Improving the accuracy of search is of utmost importance to companies like Google and Yahoo, and one of the best ways to do this is to incorporate text analytics (AKA text mining) into the back end.
Let’s take a typical enterprise search engine and break down the steps that go into an actual search. First, a database of unstructured content is fed into a pipeline, where it is converted into a structured document. That document is then fed into an index, and when a person queries the index, results appear.
Text analytics occurs within the pipeline, before the content is indexed, where it analyses the content and extracts meaningful metadata such as entities being discussed, sentiment, and themes.
The information gained from the text mining process can then be used to create a more efficient search. A common tool for this purpose is faceted search. Any time you’ve used an advanced search option while using a search engine, you’ve been using faceted search. It is particularly useful because it enables cross-referencing through all of that metadata.
Faceted search engines come in a variety of complexities and flavours. Major retail websites use rudimentary faceted search to narrow down the categories in which you are searching, while databases such as ones for academic or legal documents may have a more complex set of cross referencing tools.

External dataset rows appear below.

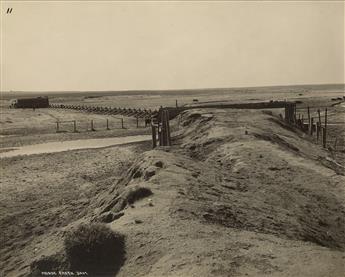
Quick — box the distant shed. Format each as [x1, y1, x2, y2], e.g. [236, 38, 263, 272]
[10, 96, 49, 109]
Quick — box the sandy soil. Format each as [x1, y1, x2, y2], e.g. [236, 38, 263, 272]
[0, 143, 149, 276]
[0, 85, 345, 277]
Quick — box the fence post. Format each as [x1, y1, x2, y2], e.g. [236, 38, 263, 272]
[165, 110, 171, 146]
[324, 108, 327, 148]
[317, 109, 322, 126]
[107, 118, 110, 130]
[151, 124, 157, 148]
[321, 127, 327, 148]
[91, 119, 96, 131]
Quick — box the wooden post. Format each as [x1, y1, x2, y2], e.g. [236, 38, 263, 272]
[162, 110, 168, 146]
[323, 108, 327, 148]
[107, 118, 110, 130]
[293, 103, 297, 124]
[321, 127, 327, 148]
[151, 125, 157, 148]
[317, 109, 322, 127]
[165, 110, 171, 146]
[309, 117, 314, 136]
[91, 119, 96, 131]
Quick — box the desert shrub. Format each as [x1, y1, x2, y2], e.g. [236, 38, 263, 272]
[29, 254, 68, 277]
[64, 224, 125, 275]
[127, 187, 152, 204]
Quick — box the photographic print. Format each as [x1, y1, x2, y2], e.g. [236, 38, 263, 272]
[0, 0, 345, 277]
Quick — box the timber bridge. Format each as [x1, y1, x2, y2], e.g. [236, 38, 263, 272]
[49, 104, 158, 119]
[49, 101, 296, 121]
[49, 101, 296, 148]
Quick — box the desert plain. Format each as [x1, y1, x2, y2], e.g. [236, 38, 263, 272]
[0, 85, 345, 277]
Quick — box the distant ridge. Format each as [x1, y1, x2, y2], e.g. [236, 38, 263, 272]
[1, 84, 345, 99]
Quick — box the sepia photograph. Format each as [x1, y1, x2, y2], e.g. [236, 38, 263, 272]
[0, 0, 345, 277]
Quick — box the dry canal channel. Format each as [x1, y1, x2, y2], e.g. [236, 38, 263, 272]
[0, 135, 151, 158]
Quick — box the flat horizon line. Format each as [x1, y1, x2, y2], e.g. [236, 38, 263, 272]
[0, 83, 345, 94]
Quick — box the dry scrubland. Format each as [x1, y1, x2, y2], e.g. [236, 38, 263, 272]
[0, 85, 345, 276]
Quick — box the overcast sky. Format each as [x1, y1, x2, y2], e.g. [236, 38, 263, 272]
[1, 1, 345, 91]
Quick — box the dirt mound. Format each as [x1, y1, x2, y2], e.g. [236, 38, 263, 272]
[173, 108, 345, 249]
[8, 109, 345, 277]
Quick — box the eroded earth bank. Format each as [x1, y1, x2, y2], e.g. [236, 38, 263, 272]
[1, 109, 345, 276]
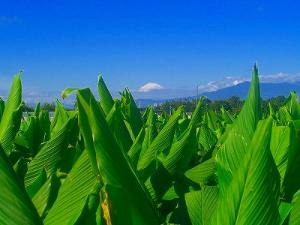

Text analytics is crucial for word sense disambiguation. Word sense disambiguation is the process of determining what meaning of a word that has multiple definitions is being used in a sentence.
In a typical string based search engine, a search for a term with multiple definitions is going to yield results for all possible uses of the word. Using text mining, the context of the rest of the sentence or phrase in which the word is located is used to determine what the word refers to, when that knowledge is applied to search, it improves the relevance of search results.
More than anything, text mining’s power in search is that it allows you to ask more general questions like “who’s hot and who’s not?” and “is there any breaking news I need to know?” and get results that actually answer those questions.
All in all, the ability to add context and extract metadata from unstructured content before it is indexed makes search engines a far more powerful tool.